Литмир - Электронная Библиотека

– Не в том дело, тетушка! Рассказ мой был чрезвычайно поверхностным, и я смягчил краски, дабы не тревожить вашу изношенную нервную систему. Повествование мое было для вашего развлечения.

– А что такое? Что вы недосказали?

– Не сейчас, тетушка.

Извекова была любопытной, как и все старухи, не имеющие социальных связей, пережившая подруг и старых поклонников ее таланта. Она жаждала информации, как космонавт кислорода, хотя телевизор не любила.

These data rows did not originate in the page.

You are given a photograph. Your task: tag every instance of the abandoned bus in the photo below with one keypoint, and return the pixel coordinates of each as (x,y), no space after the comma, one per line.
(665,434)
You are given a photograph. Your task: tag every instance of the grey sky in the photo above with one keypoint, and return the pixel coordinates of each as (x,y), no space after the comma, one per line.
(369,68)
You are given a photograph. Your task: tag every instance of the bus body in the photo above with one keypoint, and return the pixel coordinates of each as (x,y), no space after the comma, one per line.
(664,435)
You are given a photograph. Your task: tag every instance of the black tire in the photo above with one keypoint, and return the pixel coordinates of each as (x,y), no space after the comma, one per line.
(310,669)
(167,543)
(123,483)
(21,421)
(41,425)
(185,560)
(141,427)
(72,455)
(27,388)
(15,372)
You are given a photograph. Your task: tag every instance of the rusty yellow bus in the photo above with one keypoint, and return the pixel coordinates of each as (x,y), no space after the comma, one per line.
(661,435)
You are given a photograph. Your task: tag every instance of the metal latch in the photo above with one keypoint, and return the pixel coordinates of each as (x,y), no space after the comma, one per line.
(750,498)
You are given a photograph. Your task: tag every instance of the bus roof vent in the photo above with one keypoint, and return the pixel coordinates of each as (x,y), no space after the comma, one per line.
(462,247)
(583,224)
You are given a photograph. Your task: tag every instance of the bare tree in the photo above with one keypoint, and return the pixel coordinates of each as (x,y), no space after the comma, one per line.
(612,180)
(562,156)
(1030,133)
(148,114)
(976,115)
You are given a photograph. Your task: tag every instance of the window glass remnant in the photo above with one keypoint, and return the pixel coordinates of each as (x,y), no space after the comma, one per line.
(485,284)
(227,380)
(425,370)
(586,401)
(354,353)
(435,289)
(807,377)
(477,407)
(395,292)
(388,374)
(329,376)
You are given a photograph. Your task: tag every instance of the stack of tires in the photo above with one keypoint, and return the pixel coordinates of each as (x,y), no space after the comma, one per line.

– Что же было там? – Она засуетилась возле старинного буфета и поставила на стол коробки со сладостями. – Зефир в шоколаде! Коркуновский! – объявила. – А здесь мармеладки! Сейчас чайник закипит, и мы посидим за липовым чаем, племянник, надеюсь, успокоитесь и меня от скуки спасете. А тот, кто спасает, и сам спасенным будет!

– Ну что ж, тетушка, – решился я. – Коли желаете узнать – извольте!.. – И, собравшись, закусывая зефиром, я начал.

…Не был Иратов таким, каким я его описывал раньше. Быть точнее, он вовсе другой субъект! А что рассказ мой до сего момента легкий – так то от нехватки мастерства литератора, чтобы обрисовать столь жесткий, жестокий, полный противоречий характер этого человека. Но я попробую.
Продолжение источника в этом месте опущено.